Good user experience, no human intervention, user-written web code always runs properly, and code that can't be executed by static graphs will automatically run using dynamic graphs.
bytecode can make more statements into the static graph by transforming the byte code. Users do not need to perceive or modify the code.

Limitations

Users can't explicitly do performance acceleration for certain code, and for scenarios with more cracked graphs, the performance acceleration may not be obvious.

trace

MindSpore also offers another static acceleration mechanism called trace. Users can decorate a function with the @jit(capture_mode=“trace”) decorator to execute the function in trace mode. In this mode, the code first runs in pynative mode, during which the operators executed at runtime are recorded and captured into the computation graph. Subsequent executions of the decorated code will directly execute the computation graph constructed during the first execution. This mechanism does not parse syntax but only captures the operators called during runtime, thus avoiding syntax-related errors. It captures the operators invoked during the execution of the pynative mode, captures the Python execution flow into a graph, and compiles the captured operators into the computation graph. Operations without corresponding operators will have their return values recorded as constants in the computation graph.
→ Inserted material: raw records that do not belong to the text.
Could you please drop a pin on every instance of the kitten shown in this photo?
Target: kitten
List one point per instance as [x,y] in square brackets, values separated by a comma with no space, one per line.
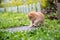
[36,18]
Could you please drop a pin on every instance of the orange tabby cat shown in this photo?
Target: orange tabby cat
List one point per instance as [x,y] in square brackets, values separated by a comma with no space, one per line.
[36,18]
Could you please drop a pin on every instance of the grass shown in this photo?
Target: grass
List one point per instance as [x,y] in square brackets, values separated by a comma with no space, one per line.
[8,20]
[51,30]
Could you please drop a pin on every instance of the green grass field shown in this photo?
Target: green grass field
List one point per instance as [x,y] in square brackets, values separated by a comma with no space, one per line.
[51,30]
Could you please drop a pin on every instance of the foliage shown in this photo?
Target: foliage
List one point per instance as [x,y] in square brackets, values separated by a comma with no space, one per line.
[13,19]
[51,30]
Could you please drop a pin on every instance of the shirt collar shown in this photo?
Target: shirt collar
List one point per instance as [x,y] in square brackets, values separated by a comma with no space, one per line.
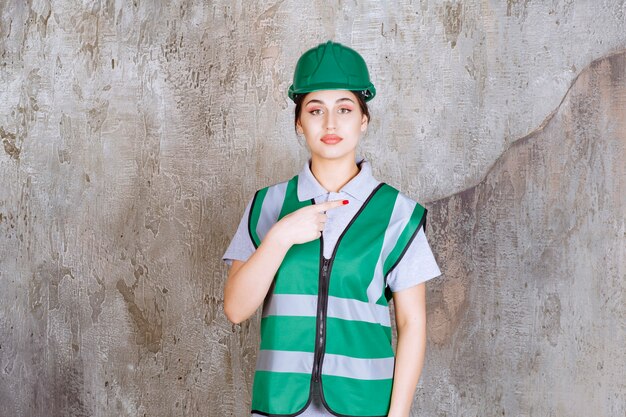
[359,187]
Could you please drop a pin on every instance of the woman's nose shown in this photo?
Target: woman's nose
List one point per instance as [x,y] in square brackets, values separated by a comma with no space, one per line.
[330,121]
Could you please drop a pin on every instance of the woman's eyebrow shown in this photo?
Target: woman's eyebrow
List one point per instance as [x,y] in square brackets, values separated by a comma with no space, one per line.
[320,102]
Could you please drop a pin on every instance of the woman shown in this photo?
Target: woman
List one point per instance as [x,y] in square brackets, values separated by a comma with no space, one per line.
[324,253]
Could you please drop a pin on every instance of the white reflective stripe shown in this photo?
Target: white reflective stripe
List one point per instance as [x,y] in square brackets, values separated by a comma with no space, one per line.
[270,210]
[346,366]
[291,305]
[402,210]
[285,361]
[348,309]
[341,308]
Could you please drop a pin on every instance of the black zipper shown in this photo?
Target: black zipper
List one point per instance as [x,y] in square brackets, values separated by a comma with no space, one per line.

The generated computation graph runs in the manner of static graph execution.

trace Usage

Setting the capture_mode parameter of jit to trace switches the mode of operation of the modifier function to trace, for example:

import numpy as np
import mindspore as ms
from mindspore import ops
from mindspore import jit
from mindspore import Tensor

@jit(capture_mode="trace")
def tensor_cal(x, y, z):
    return ops.matmul(x, y) + z

x = Tensor(np.ones(shape=[2, 3]), ms.float32)
y = Tensor(np.ones(shape=[3, 4]), ms.float32)
z = Tensor(np.ones(shape=[2, 4]), ms.float32)
ret = tensor_cal(x, y, z)
print(ret)

[[4. 4. 4. 4.]
 [4. 4. 4. 4.]]

Advantages of trace

The graph construction capability is robust; as long as the code has corresponding operators, they can be captured into the graph without the need for additional adaptation. There will be no syntax-related errors when building the static graph.
Good user experience, no human intervention, user-written web code always runs properly.

Limitations of trace

It is unable to detect the control flow within the code, and correctness cannot be ensured in scenarios where different branches of the control flow are entered during multiple executions.
Operations in the code that are not defined as operators, such as calls to third-party libraries, are fixed as constants in the computation graph, and correctness cannot be guaranteed across multiple runs.